In your film, documentary and fiction coexist in much the same way as the living rub shoulders with the dead in Galicia…
Exactly; that’s a very good analogy! Yes, in fact, I understand this kind of double label or generic category not as two different places with no connection, but just the opposite: as two languages that, deep down, drink or feed from one and the same root. On one hand, the question of reality is highly complex: deep down, you have to construct one and draw closer to it by creating a story, defining a point of view through a camera position or a certain distance, thus creating another story. Neither documentary nor fiction are isolated spaces.
You portray people’s intimacy in their own homes, but you also depict these people within the vastness of the landscape.
It was important to capture and reflect the human figure in the film, with the immensity of that natural backdrop. What interests me is constructing time and space in my films. When it came to tackling this landscape – both the human and the geographical or natural one – I wondered how to create that cinematic time and space: that was a huge challenge. It also prompted me to ask myself how we perceive our surroundings and how to imply what is present and hidden at the same time in the movie, as happens in the family environment: the visible and the invisible exist side by side, depending on the moment. And, finally, it led me to question how we perceive the world around us, and where we focus our attention.
What relationship is there between the children who appear and the Galician title of the film (“Trinta Lumes”)?

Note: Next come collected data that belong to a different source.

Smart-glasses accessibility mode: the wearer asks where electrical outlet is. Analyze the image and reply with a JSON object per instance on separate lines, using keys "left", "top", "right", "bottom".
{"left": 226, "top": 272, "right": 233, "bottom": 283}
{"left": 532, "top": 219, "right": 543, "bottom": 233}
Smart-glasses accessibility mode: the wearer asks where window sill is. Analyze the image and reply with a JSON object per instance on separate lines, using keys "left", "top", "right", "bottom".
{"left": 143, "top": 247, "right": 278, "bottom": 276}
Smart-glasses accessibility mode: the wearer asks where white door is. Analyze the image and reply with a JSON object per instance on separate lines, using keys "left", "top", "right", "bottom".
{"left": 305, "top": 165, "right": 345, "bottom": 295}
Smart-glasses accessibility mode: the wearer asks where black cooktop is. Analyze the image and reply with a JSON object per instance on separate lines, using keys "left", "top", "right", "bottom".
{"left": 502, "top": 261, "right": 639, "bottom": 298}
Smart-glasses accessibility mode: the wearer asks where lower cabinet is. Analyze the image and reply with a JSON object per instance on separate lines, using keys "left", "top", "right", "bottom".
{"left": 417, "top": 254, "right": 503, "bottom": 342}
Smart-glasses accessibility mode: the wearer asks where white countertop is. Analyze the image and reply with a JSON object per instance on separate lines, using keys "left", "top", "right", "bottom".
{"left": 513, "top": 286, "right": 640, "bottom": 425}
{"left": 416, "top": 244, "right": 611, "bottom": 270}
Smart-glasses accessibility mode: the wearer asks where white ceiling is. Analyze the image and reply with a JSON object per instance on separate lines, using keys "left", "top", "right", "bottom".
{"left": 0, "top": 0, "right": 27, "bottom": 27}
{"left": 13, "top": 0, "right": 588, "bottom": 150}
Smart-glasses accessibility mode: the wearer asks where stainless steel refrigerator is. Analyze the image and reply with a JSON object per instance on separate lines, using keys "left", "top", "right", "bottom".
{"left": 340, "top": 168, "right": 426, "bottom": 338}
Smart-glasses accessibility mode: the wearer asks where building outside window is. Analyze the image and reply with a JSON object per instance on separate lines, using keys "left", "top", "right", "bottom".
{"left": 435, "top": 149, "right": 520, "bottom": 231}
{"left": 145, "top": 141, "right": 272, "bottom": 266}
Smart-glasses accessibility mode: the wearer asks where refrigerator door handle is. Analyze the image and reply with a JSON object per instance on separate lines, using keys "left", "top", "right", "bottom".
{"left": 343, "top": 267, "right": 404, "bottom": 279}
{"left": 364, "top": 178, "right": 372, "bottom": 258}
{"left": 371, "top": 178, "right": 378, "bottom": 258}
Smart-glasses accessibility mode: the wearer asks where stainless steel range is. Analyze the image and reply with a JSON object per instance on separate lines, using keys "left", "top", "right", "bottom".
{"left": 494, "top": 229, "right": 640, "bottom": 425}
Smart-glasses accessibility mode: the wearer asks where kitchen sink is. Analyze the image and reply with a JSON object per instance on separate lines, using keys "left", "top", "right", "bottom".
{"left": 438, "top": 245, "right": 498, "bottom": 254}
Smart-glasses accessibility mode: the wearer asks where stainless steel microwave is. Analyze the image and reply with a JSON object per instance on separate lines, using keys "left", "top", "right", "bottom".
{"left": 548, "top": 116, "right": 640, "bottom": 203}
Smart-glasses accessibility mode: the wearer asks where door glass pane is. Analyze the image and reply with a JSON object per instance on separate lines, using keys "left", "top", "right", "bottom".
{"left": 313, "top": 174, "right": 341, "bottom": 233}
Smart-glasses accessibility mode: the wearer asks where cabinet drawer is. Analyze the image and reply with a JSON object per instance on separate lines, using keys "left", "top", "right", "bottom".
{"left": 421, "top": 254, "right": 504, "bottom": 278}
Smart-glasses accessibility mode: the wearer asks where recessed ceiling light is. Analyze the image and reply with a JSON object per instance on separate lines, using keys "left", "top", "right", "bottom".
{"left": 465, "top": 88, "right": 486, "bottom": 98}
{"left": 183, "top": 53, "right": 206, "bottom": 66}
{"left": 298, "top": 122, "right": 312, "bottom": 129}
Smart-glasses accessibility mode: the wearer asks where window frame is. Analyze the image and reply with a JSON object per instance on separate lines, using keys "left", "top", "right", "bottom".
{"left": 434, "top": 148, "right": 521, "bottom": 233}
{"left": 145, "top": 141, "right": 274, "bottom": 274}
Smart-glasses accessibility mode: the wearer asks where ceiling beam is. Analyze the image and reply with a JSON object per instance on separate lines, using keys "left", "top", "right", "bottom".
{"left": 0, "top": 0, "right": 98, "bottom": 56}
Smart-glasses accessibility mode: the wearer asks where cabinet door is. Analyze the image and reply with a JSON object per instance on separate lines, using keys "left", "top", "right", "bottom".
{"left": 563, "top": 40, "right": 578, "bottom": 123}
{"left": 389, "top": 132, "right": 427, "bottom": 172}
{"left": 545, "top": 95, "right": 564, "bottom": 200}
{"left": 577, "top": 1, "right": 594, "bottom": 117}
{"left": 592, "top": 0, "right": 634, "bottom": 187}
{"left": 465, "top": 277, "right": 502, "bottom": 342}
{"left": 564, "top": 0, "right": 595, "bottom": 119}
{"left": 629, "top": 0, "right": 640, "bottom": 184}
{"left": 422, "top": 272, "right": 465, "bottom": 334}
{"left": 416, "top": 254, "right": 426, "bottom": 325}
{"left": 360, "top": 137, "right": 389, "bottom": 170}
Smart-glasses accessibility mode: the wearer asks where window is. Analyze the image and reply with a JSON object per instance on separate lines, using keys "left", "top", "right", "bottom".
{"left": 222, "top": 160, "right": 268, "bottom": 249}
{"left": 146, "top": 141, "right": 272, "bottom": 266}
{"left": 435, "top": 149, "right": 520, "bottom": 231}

In Galicia, the term lumes is used to describe fire, but it can also be used for other things, such as to describe a family, a household or a fire that still lives on and smoulders inside an inhabited house, in contrast with abandoned houses, which cease to have a life. That concept seemed both symbolic and poetic to me, and brought to mind that aspect of resistance, where there are still unresolved questions, much like what happens to children as they discover the world. At the same time, where there are children, there is resistance: a life that goes on, traditions that are maintained and a new time that is bound to bring struggles with the past.